Here’s the thing though – to do so, we have to use a different part of our brains. A skillful coach can help clients to develop the ability to shift from an instinctive response to a more mindful consideration of how we can best utilize all the resources that are available to us.
Four Steps to Emotional Agility
Susan David outlines the following steps which we can all use to improve our personal efficacy:
- Notice when we’ve been hooked by our thoughts and feelings.
- Label our thoughts and emotions.
- Accept our thoughts and emotions by acknowledging them and exploring them from a position of curiosity.
- Act on our values.
By inserting these steps in the space between experiencing a stimulus and reacting to it, we position ourselves to become much more resourceful. The reality is that all emotions – even the negative ones – have a positive intent. Once we identify that positive intent, we can then align our actions with that rather than with the negative emotion itself.
So, what might that look like in real life? Let’s imagine that you’re scheduled to make a big presentation at work and you’re experiencing fear. What is the positive intent or value associated with fear? It might be the desire to get a promotion or a special assignment. If you allow your amygdala to hijack the moment, you would probably freeze.

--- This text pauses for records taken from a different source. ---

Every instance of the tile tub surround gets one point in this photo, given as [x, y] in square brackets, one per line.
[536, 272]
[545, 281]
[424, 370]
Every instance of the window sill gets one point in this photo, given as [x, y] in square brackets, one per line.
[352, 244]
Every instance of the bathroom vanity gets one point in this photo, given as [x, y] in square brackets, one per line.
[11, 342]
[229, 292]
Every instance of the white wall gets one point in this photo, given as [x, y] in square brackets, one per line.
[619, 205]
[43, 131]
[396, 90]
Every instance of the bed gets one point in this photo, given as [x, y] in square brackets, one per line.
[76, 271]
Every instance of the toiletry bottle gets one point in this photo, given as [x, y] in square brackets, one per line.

Alternatively if you notice what you’re experiencing – i.e. your physiological response – and then put the appropriate label on that response, the conversation in your mind might sound something like this:
My heart is racing right now, and I’m sweating even though the A/C is on full blast…
I’m experiencing these feelings because I’m anxious…
I’m anxious because the stakes are high, and I want to succeed…
What do I need to do now, and who do I need to be in order to have the best possible outcome in this situation?
Having had that conversation, you are now in the position to choose a response that is aligned with your values and intent rather than simply defaulting to a reaction that could be irrational and/or destructive.
How might you draw on the work of Viktor Frankl, Susan David and Daniel Goleman to effectively leverage all your resources and further enhance your personal efficacy?